On March 16, 2010, HUD announced that, effective immediately, the total land value will be excluded from the calculation of the statutory mortgage limits for FHA multifamily mortgage insurance, thus potentially resulting in larger FHA mortgage amounts, especially in areas that have high land costs. The change in policy is set forth in Notice H 10-07 and Mortgagee Letter 2010-10.
In recent years, developers in high-cost areas have been unable to utilize FHA financing for apartment construction due to the existing FHA mortgage limits. Moreover, FHA (which recalculates the multifamily mortgage limits annually based on changes in the consumer price index) recently announced multifamily mortgage limits for 2010 that are approximately 0.75 percent lower than the mortgage limits for 2009, thus exacerbating the problem. Especially in the current market, in which conventional financing for multifamily construction is largely unavailable, developers have been pressing for increases in the mortgage limits so that FHA financing could be used in high-cost areas. The exclusion of land value in the mortgage limit calculation announced by HUD, while a helpful step, will need to be coupled with statutory changes in the mortgage limits in order to make FHA financing available in areas with high development costs.
Under the National Housing Act, Congress has established mortgage limits for each FHA multifamily program “for such part of the property or project as may be attributable to dwelling use.” Until now, FHA has excluded only those costs attributable to non-dwelling use, such as community rooms, exercise rooms, playgrounds, etc., and the proportionate amount of the land costs attributable to such non-dwelling use.

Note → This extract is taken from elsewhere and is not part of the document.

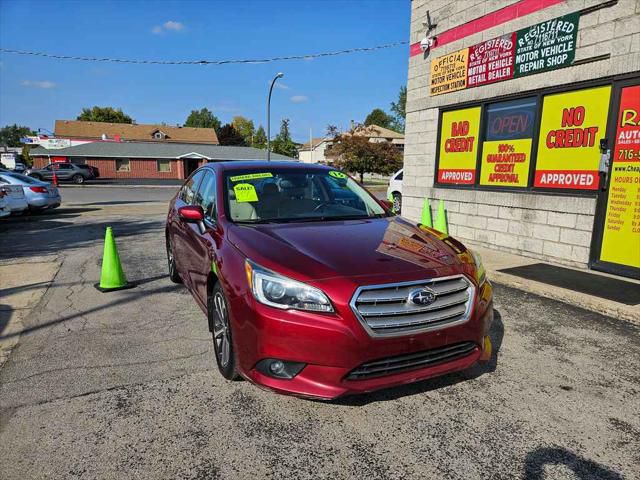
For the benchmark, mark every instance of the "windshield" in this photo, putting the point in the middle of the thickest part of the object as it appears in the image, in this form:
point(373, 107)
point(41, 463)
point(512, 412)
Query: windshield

In the Notice and Mortgagee Letter HUD recognized that this practice has inadvertently prevented the development of needed housing in areas with high land costs. HUD has now concluded that the National Housing Act does not require that the cost of land be included in the calculation of the statutory mortgage limit, and has revised its policy to exclude the total land value from the calculation.
Under the Notice and the Mortgagee Letter, for new construction, acquisition and refinancing loans, the amount excluded is the “warranted price of land;” for substantial rehabilitation loans, the amount excluded is the “estimated value of land without improvements.” The excluded amount is determined in accordance with long-standing FHA processing instructions; in particular, the “warranted price of land” generally corresponds to the appraised value of the land for the intended multifamily use.
The policy change applies to all applications, including those that are in processing; in cases where a firm commitment has been issued, the commitment must be amended at the request of the mortgagee.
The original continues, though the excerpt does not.